Living in west central Minnesota.  I have a 35 year old HVAC system and need to unpgrade.  I am planning on putting in a 95% propane furnace with an electric plenum heater to take advantage of off peak rates for my forced air system.  The only question I have is whether an air source heat pump is worth the extra money or is the central air conditioner a better option.  Three out of four contractors have suggested the heat pump, but the local guy I know personally doesn't think the heat pump is worth the extra cost.  The local guy is old school, but is a good man.  Are there any good thoughts out there worth considering?


----------



## CraigFL (Apr 10, 2009)

I lived in Fairmont in the mid 80s and at the time it reduced my energy costs in an all electric home. With the new heatpumps being higher efficiency (C.O.P.), I would think they would still be a cost advantage considering the potentially rising price of energy. You need to do a comparison with today's energy costs as well as future ones. Some places just aren't familiar enough with heat pumps to realize they can still pull out heat effectivly when the air temp is below 20 degrees F.


----------



## glennjanie (Apr 10, 2009)

Welcome MoeHouse:
You may want to consider a ground source (geothermal) heat pump.
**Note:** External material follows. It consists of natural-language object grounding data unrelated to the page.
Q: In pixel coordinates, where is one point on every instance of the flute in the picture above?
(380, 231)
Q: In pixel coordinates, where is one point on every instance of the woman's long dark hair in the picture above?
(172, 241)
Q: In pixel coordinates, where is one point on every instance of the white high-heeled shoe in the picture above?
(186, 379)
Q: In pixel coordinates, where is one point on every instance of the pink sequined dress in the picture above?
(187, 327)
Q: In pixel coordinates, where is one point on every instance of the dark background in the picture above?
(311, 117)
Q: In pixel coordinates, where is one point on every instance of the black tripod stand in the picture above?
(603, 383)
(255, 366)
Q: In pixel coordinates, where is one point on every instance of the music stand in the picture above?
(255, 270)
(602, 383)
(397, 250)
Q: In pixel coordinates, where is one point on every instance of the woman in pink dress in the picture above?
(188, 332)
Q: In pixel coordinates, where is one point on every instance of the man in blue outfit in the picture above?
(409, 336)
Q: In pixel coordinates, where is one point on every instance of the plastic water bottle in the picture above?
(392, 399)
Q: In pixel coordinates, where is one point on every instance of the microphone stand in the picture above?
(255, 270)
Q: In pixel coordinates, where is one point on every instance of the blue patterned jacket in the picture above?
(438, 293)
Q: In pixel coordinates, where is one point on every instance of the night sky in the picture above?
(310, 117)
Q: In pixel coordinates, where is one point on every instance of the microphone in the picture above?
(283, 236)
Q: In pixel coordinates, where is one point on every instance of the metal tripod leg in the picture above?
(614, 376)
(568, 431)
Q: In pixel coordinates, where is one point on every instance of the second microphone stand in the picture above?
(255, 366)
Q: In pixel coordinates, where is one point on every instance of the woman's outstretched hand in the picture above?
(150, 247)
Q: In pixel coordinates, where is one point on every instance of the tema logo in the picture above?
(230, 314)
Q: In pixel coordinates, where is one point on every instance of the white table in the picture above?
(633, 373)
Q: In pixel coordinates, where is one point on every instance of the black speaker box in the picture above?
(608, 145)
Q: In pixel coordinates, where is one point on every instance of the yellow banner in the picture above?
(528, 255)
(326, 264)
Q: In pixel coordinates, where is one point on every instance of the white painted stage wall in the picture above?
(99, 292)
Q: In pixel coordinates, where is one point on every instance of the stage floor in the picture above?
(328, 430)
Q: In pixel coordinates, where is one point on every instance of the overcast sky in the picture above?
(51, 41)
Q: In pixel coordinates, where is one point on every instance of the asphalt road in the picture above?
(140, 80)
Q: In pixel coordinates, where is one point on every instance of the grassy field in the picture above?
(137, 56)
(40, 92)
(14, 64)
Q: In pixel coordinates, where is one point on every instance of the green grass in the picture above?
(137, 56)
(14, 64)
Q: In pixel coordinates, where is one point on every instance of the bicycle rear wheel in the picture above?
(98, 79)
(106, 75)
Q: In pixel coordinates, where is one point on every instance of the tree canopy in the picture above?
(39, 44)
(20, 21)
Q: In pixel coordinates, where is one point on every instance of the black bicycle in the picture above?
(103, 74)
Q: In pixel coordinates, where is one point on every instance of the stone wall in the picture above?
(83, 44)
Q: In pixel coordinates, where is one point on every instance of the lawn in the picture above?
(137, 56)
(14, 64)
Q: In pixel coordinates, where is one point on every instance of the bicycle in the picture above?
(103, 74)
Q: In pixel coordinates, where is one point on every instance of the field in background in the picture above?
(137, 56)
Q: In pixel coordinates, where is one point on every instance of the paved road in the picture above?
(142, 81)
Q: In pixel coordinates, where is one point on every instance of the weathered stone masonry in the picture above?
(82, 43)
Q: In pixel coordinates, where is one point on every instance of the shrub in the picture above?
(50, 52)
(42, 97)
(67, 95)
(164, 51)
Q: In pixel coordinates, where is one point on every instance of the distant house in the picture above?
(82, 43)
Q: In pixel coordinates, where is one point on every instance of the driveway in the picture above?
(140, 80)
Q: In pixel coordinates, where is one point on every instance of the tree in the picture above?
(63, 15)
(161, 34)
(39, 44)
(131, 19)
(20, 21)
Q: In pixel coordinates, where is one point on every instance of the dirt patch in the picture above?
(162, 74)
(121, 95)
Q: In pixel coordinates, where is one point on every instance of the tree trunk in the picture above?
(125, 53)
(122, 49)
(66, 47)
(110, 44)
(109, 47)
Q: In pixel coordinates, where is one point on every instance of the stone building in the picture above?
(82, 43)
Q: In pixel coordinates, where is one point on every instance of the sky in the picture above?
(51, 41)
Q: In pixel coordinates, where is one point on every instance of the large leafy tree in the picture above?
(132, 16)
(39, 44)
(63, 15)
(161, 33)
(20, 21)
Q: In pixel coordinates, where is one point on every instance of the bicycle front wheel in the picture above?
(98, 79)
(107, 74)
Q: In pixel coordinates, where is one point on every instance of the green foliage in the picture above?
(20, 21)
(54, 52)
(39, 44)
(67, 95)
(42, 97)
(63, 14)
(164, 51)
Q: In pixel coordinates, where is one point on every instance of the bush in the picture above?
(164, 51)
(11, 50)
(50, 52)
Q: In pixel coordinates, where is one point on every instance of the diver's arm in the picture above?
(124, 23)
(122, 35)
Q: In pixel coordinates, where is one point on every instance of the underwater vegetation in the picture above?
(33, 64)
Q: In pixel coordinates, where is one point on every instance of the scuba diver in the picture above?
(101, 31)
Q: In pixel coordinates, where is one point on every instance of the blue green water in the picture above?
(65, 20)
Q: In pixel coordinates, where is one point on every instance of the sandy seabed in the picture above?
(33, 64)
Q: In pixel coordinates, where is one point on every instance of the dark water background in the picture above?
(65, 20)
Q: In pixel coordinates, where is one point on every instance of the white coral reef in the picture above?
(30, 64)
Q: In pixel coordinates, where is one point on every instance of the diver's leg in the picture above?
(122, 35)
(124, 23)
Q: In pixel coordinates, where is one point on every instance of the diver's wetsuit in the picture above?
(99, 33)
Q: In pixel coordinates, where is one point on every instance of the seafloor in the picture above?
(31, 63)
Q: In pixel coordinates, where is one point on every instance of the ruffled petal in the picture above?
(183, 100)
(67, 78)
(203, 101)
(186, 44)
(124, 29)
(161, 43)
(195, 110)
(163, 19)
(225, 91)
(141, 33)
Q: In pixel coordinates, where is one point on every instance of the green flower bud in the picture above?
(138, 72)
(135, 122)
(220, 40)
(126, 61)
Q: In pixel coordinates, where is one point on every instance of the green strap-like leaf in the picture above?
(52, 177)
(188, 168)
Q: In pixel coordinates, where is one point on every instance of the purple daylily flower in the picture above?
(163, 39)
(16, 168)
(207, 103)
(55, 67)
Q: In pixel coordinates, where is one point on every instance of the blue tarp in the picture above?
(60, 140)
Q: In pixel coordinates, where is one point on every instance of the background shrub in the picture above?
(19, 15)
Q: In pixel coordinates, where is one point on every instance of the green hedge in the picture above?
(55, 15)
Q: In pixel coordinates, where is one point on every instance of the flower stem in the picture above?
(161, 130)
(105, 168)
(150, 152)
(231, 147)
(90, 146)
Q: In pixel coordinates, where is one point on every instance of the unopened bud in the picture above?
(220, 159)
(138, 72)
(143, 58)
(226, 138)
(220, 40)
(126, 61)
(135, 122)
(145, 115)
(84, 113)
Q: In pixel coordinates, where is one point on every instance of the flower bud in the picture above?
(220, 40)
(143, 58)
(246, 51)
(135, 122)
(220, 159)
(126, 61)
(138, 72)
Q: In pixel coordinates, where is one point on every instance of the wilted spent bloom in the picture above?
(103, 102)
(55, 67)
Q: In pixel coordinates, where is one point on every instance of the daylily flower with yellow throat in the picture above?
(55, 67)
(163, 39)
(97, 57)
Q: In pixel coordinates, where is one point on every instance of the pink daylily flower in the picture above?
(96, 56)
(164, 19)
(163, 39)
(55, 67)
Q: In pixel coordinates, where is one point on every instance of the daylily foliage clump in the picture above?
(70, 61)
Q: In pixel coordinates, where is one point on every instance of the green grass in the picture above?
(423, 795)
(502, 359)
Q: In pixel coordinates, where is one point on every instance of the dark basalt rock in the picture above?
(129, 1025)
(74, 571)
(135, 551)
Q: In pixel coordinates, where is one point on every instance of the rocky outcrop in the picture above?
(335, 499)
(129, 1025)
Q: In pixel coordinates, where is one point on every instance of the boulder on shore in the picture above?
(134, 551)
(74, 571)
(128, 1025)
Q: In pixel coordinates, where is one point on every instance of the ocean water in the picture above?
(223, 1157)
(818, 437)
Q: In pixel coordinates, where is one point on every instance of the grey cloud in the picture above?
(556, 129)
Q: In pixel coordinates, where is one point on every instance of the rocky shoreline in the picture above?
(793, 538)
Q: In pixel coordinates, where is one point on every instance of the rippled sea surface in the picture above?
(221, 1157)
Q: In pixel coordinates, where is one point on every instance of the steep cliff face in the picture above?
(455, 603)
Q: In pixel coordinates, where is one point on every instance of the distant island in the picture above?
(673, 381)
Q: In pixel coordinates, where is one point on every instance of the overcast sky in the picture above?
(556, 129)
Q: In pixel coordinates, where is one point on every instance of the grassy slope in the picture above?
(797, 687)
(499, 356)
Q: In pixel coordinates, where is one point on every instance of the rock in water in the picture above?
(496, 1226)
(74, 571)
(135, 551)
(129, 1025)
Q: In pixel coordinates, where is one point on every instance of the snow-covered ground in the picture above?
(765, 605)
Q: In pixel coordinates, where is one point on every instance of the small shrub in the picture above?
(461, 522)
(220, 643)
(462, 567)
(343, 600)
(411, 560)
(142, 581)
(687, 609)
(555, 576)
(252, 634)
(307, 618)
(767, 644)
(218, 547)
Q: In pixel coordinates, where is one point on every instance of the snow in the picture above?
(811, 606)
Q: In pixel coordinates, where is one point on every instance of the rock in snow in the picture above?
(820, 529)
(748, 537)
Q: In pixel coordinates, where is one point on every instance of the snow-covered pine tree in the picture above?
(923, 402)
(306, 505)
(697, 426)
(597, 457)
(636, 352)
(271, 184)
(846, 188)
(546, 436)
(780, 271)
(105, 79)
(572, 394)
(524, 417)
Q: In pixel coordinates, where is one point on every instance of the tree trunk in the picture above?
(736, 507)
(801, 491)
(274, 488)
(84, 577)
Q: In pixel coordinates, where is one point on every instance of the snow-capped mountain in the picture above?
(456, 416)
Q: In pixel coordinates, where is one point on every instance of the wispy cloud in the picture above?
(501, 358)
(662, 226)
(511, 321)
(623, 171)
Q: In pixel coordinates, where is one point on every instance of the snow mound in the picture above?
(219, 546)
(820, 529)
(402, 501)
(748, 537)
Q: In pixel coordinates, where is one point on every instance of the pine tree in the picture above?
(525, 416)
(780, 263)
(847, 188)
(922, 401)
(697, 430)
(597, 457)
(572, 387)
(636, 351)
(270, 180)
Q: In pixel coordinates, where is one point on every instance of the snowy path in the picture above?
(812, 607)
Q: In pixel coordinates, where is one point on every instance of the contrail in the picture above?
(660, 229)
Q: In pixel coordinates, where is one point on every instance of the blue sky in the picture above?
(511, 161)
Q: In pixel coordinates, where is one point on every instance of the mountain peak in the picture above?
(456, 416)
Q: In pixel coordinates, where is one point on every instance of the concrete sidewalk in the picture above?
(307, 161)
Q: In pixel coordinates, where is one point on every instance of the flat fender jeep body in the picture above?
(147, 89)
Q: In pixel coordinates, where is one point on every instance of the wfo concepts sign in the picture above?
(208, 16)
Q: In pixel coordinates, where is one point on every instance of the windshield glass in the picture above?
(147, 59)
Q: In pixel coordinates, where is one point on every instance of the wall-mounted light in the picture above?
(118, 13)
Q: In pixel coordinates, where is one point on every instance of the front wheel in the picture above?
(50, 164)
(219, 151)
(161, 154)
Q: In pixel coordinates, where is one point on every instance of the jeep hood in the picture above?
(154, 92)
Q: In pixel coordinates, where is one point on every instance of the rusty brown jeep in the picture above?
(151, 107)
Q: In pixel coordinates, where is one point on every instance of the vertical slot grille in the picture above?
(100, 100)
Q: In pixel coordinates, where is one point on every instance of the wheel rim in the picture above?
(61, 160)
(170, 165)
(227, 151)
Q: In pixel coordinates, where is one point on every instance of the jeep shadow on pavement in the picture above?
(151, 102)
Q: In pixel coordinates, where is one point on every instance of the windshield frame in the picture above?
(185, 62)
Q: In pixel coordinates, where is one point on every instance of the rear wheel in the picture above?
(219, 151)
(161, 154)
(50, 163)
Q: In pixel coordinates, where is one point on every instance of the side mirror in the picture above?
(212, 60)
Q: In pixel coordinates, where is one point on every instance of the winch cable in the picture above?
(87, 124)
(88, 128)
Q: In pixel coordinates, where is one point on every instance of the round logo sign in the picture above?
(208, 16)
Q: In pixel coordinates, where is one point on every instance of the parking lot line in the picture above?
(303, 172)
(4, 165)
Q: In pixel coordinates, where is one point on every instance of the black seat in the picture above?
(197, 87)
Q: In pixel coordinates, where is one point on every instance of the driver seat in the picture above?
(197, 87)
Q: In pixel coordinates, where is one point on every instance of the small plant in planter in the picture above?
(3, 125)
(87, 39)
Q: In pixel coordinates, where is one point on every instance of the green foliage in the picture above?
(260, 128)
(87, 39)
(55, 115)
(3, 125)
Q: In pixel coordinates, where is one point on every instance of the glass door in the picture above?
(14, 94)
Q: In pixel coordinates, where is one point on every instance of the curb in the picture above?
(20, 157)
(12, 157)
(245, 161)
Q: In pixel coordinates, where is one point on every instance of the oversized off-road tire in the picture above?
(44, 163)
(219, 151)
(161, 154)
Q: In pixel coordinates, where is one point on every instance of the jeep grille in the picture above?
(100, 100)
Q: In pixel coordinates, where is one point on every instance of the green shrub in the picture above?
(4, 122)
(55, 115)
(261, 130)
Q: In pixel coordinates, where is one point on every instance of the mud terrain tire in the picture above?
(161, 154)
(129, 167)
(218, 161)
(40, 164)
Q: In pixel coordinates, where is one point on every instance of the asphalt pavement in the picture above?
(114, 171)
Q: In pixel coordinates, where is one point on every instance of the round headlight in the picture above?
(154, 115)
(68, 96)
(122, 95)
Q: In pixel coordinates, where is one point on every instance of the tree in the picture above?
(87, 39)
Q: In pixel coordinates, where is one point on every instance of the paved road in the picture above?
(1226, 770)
They are more expensive but mine paid for itself in 3-4 years (the difference between geo and gas/electric powered). My experience with Propane or LP gas is that they burn themselves out quicker; damaging their burners or heat exchangers.
York makes a gas engine powered heat pump that has (when using the rules applied to gas furnaces) an efficiency rating of 130%. It uses heat from the engine exhaust to boost the heat from the compressor. Change the motor oil, spark plug and plug wire once a year and its warranted for 10 year; the engine is muffeled to make no more noise than a standard compressor. Its worth checking into.
Glenn


----------